Dad's chuckling now. "Still blaming the demon for all your troubles there, Sam?" Dad crouches and fills Sam's field of vision. "But then you could have stopped this all, couldn't you? But you hesitated - shot me in the leg like the worthless coward you are. Couldn't seal the deal. Couldn't bear to think of how your brother would hate you for killing me - but then I wound up dying anyway, didn't I?" Sam feels his father's thick calloused fingers lifting his chin. "And because you let Azazel go, he was able to send you to Cold Oak where you got killed by a real soldier, and then your brother had to bail your sorry ass out once again. Went to hell for you, and what did he come back to? A blood-sucking freak."

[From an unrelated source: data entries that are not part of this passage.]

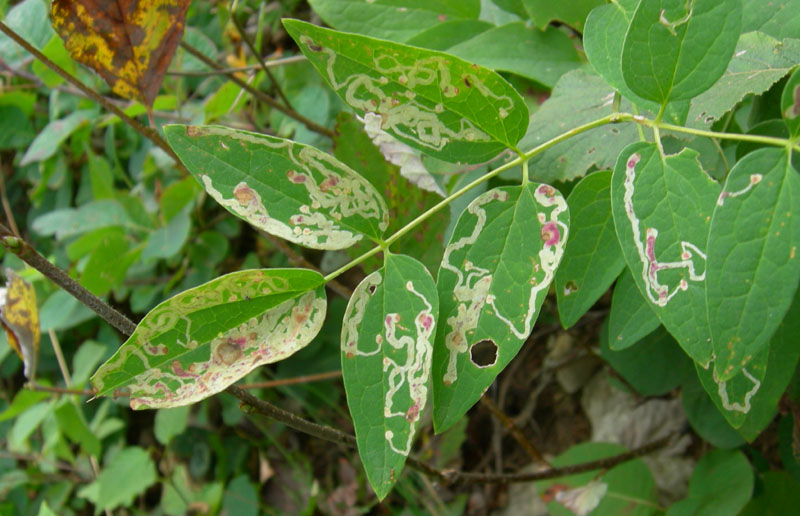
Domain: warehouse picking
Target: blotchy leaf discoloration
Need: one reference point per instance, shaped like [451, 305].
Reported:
[289, 190]
[197, 343]
[494, 276]
[438, 104]
[130, 43]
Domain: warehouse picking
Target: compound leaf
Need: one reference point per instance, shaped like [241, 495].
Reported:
[197, 343]
[662, 208]
[676, 49]
[386, 363]
[494, 276]
[287, 189]
[753, 270]
[130, 44]
[593, 259]
[437, 103]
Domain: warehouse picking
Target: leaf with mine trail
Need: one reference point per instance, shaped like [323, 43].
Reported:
[495, 273]
[758, 62]
[200, 341]
[437, 103]
[287, 189]
[387, 336]
[662, 208]
[593, 259]
[130, 44]
[750, 399]
[631, 317]
[753, 268]
[19, 317]
[790, 103]
[676, 49]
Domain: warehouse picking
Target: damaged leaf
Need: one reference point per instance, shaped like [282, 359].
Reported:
[199, 342]
[130, 43]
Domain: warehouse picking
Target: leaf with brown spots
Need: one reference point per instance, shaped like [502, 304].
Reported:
[130, 43]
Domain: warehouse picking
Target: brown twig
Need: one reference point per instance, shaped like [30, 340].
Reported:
[147, 132]
[260, 95]
[258, 57]
[126, 326]
[514, 430]
[30, 256]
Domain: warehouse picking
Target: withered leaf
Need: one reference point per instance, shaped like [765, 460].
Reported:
[130, 43]
[19, 317]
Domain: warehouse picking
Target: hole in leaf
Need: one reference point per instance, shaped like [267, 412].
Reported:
[483, 353]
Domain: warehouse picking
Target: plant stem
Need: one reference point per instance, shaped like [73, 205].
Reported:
[147, 132]
[30, 256]
[260, 95]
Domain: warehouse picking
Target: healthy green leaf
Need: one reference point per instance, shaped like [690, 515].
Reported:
[721, 485]
[434, 102]
[662, 208]
[449, 34]
[628, 488]
[790, 103]
[759, 61]
[578, 98]
[631, 317]
[197, 343]
[494, 276]
[654, 367]
[397, 20]
[47, 142]
[592, 259]
[676, 49]
[528, 52]
[128, 474]
[573, 13]
[387, 385]
[749, 400]
[753, 271]
[778, 18]
[284, 188]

It's true, it's Sam's fault, all his fault, and Sam can't respond with anything but a wordless scream, can't lift his hands to his ears to block out words that are in his head in the first place, even with his eyes shut he can see his father. Dad's eyes are so cold - had Mary ever seen John's eyes like this, the way Sam remembers seeing too many times? The cupid said they couldn't stand each other at first. Dad hated that song, had Mom lashed out against destiny with music? But Dad hadn't looked like this in 1978, he hadn't been cold and hard then, wouldn't have looked like this in 1973 either, the first time Dean got sent back. "He could have stopped this," Sam mutters, needing this anger, needing something other than the pit of despair consuming him from the inside out, as bad as the cravings for blood. "Dean, you - you could have gone after Azazel! Killed him before he poisoned me and Jake and Ava and all of us! Before he made Jake open the Devil's Gate and let out Lilith and Ruby! Before everything! Dean for the first seal, Lilith for the last, and me and my demon blood to unlock them both, and Azazel did that, all of it, and you could have stopped him! All his special kids, everyone we killed, Lily's girlfriend and Ava's fiancé and Jake's whole squad, everyone who died because the Devil's Gate opened, the whole damn world, you could have saved them all!"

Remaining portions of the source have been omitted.